La camarera se acercó a la mesa y él pidió una hamburguesa.

—¿Y adónde vas?

—Espero que Soga me encuentre un lugar, aunque también es un tipo bastante duro —respondió Jumonji. Masako nunca había oído hablar de aquel individuo—. Me gustaría quedarme en Shibuya o en algún barrio donde haya ajetreo. Supongo que dentro de un año se habrá olvidado de mí. A decir verdad, jamás he tenido ninguna relación con Yamamoto.

Al oír esas palabras, a Masako le sorprendió el optimismo de sus planes. En su caso, era plenamente consciente de la imposibilidad de retomar la vida que había llevado hasta entonces.

—Bueno, me voy —anunció Masako—. Por cierto, ¿qué vas a hacer con esto? —añadió señalando el móvil que había dejado encima de la mesa.

—No lo necesito —respondió él—. Voy a cambiar de número.

—¿Te importa si me lo llevo?

—Como quiera. Pero lo cancelaré en breve.

—Por supuesto. Sólo quiero escuchar su voz.
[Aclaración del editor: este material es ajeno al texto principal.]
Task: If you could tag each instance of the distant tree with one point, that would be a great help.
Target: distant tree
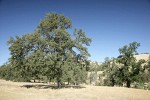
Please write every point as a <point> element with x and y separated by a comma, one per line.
<point>127,71</point>
<point>110,71</point>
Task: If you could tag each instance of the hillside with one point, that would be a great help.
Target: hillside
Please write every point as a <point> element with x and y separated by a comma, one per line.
<point>15,91</point>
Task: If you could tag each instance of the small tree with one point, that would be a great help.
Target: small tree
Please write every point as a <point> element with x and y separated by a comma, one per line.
<point>128,62</point>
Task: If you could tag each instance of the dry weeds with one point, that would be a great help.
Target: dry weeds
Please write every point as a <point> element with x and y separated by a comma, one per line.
<point>15,91</point>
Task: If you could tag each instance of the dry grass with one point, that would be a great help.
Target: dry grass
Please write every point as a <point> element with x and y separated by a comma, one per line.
<point>14,91</point>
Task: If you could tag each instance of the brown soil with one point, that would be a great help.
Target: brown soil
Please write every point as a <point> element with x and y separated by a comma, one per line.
<point>19,91</point>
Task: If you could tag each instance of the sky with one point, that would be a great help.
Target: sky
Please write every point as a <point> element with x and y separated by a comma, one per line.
<point>110,24</point>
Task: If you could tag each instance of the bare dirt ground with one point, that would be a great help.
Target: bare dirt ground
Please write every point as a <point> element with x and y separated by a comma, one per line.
<point>15,91</point>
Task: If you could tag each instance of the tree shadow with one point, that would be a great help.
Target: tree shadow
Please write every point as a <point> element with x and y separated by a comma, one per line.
<point>46,86</point>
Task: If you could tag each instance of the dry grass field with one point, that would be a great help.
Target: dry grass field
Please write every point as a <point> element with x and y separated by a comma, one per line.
<point>16,91</point>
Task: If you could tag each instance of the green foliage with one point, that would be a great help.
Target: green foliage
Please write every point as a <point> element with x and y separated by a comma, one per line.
<point>50,51</point>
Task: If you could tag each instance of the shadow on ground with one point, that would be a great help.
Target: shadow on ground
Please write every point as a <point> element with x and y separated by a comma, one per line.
<point>41,86</point>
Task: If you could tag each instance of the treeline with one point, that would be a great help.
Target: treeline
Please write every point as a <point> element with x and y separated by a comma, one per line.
<point>124,70</point>
<point>50,53</point>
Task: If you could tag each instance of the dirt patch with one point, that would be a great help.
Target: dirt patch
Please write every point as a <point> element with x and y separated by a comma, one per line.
<point>15,91</point>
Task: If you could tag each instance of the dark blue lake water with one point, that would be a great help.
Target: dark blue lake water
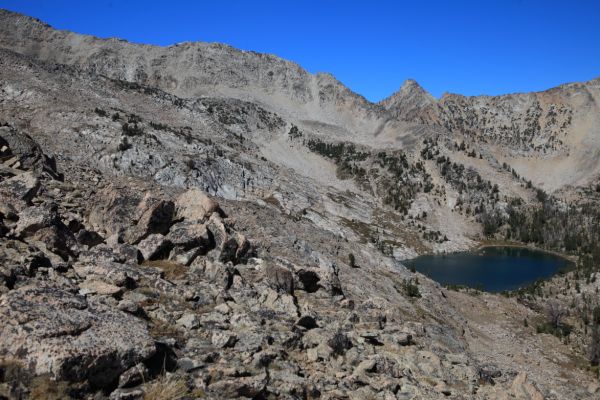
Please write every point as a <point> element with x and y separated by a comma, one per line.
<point>492,269</point>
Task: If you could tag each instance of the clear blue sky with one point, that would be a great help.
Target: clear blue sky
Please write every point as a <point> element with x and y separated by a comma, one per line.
<point>467,47</point>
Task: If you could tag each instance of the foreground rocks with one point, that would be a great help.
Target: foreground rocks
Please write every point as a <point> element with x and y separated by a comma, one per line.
<point>116,287</point>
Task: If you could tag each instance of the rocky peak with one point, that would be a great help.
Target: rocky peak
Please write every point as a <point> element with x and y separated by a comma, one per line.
<point>409,101</point>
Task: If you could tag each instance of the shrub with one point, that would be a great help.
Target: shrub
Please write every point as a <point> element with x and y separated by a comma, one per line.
<point>352,260</point>
<point>411,289</point>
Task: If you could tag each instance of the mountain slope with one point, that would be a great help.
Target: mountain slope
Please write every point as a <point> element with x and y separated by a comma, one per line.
<point>247,227</point>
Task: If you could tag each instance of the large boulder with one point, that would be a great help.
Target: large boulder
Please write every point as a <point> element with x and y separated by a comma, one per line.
<point>19,190</point>
<point>54,332</point>
<point>28,152</point>
<point>195,205</point>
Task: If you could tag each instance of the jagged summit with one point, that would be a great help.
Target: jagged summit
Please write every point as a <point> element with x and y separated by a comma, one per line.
<point>409,101</point>
<point>223,224</point>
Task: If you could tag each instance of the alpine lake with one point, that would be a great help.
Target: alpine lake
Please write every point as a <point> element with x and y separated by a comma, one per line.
<point>492,269</point>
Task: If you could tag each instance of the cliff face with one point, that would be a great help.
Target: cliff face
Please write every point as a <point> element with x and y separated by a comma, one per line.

—Adelante —dijo él desrizándolo por encima de la mesa.

—Hasta la próxima —se despidió ella al tiempo que guardaba el móvil en su bolso.

—Cuídese, Masako.

—Gracias. Y tú también.

—Ha sido un placer hacer negocios con usted. Ojalá podamos volver a intentarlo.

Jumonji alzó el vaso de agua y brindó esbozando una sonrisa que se desvaneció en dos segundos.

Al llegar a casa no había nadie.

La taza de Yoshiki estaba encima de la mesa, medio llena de café. Masako la llevó al fregadero y cogió un cepillo para lavarla. Al cabo de unos minutos se dio cuenta de que imprimía tanta fuerza que a punto estuvo de desconchar la porcelana. ¿Realmente podía seguir viviendo en esa casa? Cerró el grifo y se encogió de hombros. Justo cuando estaba a punto de encontrar una salida, Satake parecía dispuesto a llevársela al infierno.

Recordó las palabras de Yoshie la mañana después del tifón, cuando le pidió ayuda. Tras unos instantes de duda, le había dicho que estaba dispuesta a irse con ella al infierno. ¿Era el infierno su destino? Se sentó en el sofá, agotada, no tanto por la dura jornada laboral como por la sensación de que todos sus esfuerzos habían sido en vano.

De pronto, el teléfono de Jumonji empezó a sonar. Masako vaciló unos segundos, mirando el aparato, pero finalmente lo cogió y respondió. Al otro lado se hizo el silencio. Masako esperó sin decir nada.

—Tú eres el siguiente —dijo una voz.

—¿Diga? —dijo Masako en voz baja. Silencio. Al parecer, lo había sorprendido—. ¿Satake?